Unama urged “an immediate halt to the use of airstrikes in civilian-populated areas and calls for greater restraint in the use of airstrikes where civilians are likely to be present.”
More than half the civilian casualties from US and Afghan air attacks came in three provinces: Kunduz in the north and Helmand in the south, where the Taliban has been pressing hard, and in south-eastern Nangarhar province where the Taliban and Islamic State’s Afghan franchise are fighting each other and the Afghan security forces.
The US has focused considerable firepower on Nangarhar with air strikes and operations by special forces. This has translated into a near-400% increase in civilian casualties from operations by US and other international forces. A total of 37 people were killed and 52 injured in 13 aerial operations in the province last year, compared to 11 people deaths and seven injured in ten operations in 2015.

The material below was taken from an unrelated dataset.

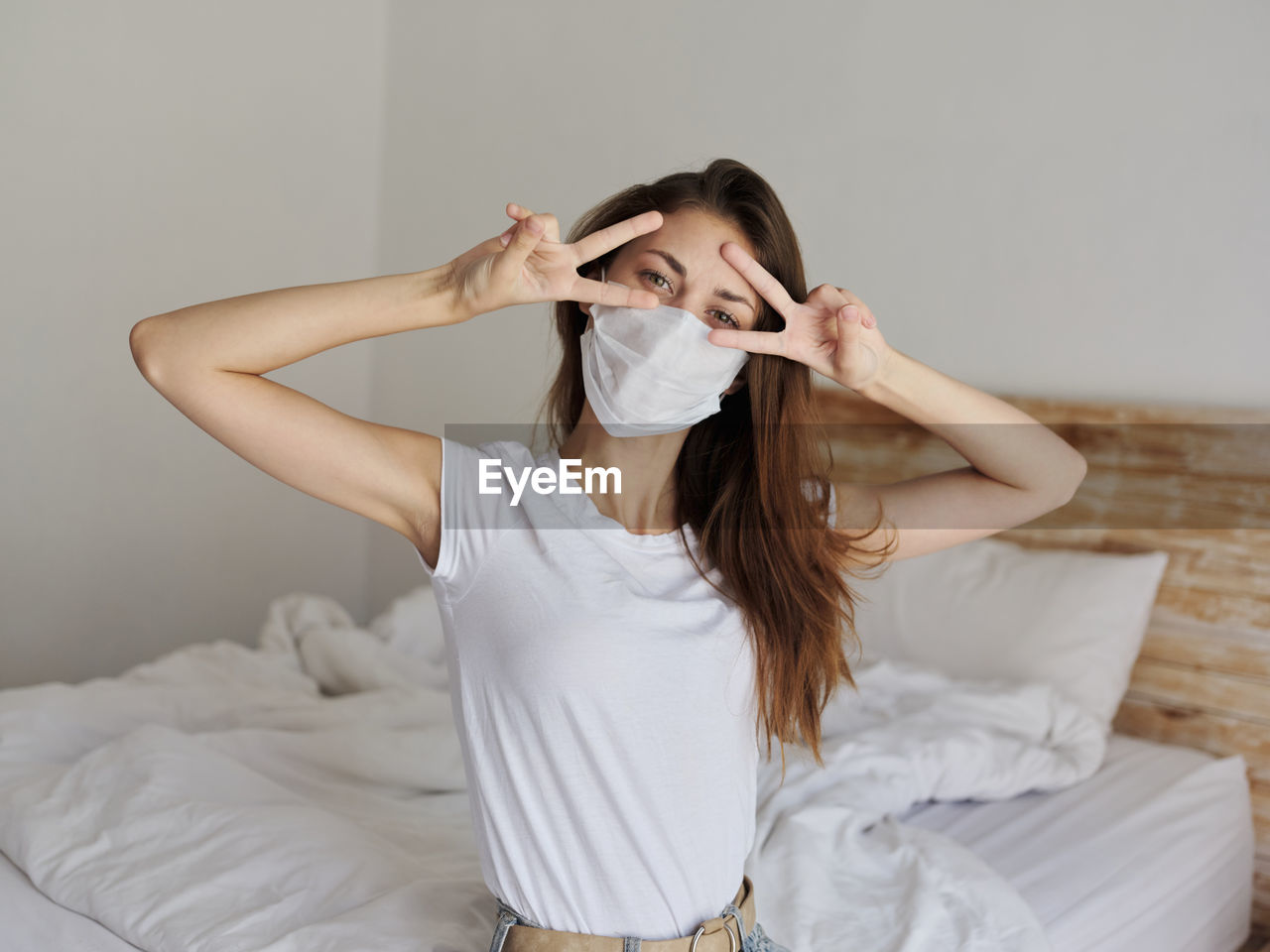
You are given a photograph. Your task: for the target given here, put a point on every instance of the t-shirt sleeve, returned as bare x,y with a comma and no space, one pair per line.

The annual Protection of Civilians in Armed Conflict report from Unama looks in-depth at the devastation wreaked by all sides in the Afghan conflict. Since 2009, almost 25,000 civilians have been killed or injured in what Zeid Ra’ad Al Hussein, United Nations High Commissioner for Human Rights, today called a “senseless, never-ending conflict.”
“It is about time the various parties to the conflict ceased the relentless commission of war crimes,” he said.